Predicting cement microstructure and mechanical properties in hydrating cement paste with a Phase-Field model
Alexandre Sac-Morane, Katerina Ioannidou, Manolis Veveakis, Hadrien Rattez
TL;DR
This work develops an adapted Phase-Field model to predict the microstructure evolution during cement hydration by revising the free-energy landscape and introducing distinct equilibrium constants for dissolution and precipitation. The three coupled fields ($\text{C3S}$, $\text{CSH}$, and $c$) evolve under tilted free energies $Ed$ and $Ep$, governed by $\partial C3S/\partial t$, $\partial CSH/\partial t$, and $\partial c/\partial t$ equations, and mass conservation constraints, yielding hydration-driven porosity and smooth phase interfaces. The resulting hydrated microstructures are used in a computational homogenization scheme to predict elastic moduli, with PF predictions showing close agreement with experimental trends and outperforming semi-empirical cellular-automata approaches that overestimate porosity. The study demonstrates a thermodynamically consistent link between hydration chemistry, microstructure formation, and mechanical response, and discusses extensions to 3D and multiphysics couplings for broader cementitious material applications.
Abstract
Predicting the evolving microstructure of hydrating cement is essential for understanding and modeling its mechanical property development.
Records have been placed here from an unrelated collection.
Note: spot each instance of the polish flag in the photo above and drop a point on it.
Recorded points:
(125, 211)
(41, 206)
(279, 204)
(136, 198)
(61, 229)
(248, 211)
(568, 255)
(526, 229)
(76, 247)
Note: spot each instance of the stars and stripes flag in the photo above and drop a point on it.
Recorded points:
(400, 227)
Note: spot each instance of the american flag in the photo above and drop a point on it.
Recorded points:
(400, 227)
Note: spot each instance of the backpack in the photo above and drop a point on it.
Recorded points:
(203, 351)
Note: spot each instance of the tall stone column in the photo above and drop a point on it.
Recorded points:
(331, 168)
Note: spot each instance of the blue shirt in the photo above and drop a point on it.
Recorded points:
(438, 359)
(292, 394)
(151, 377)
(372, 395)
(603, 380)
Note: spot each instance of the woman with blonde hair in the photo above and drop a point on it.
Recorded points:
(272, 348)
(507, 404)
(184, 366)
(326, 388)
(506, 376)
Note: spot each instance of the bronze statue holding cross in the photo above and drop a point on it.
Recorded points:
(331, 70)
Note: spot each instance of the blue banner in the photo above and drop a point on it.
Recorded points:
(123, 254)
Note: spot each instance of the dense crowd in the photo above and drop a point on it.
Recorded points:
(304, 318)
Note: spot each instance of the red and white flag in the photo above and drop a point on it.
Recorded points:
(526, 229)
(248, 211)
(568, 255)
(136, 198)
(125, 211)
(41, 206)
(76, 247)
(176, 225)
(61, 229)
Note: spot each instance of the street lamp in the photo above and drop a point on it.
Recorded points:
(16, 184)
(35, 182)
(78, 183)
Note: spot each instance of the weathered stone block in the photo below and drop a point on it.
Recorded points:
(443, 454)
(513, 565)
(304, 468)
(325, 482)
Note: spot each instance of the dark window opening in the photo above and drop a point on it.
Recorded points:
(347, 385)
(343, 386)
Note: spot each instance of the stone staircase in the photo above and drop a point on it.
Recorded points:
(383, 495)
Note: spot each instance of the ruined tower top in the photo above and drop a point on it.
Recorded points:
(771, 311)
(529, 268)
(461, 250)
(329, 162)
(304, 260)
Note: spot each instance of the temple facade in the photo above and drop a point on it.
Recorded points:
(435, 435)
Physics-based continuum approaches offer a rigorous framework for capturing the thermodynamics of dissolution and precipitation processes at the microstructural scale. In this work, we present an adapted Phase-Field (PF) model for cement hydration that resolves key physical inconsistencies in existing PF formulations by introducing a revised free-energy potential and distinct equilibrium constants for clinker dissolution and hydrate precipitation. The resulting PF framework reproduces microstructural evolution, yielding realistic porosity levels and continuous phase boundaries in close agreement with experimental observations. The predicted hydrated microstructures are subsequently used in a computational homogenization scheme to evaluate the elastic response of the material. The PF-derived mechanical properties show good agreement with experimental trends, supporting the ability of the proposed framework to consistently link hydration chemistry, microstructure formation, and the resulting mechanical response.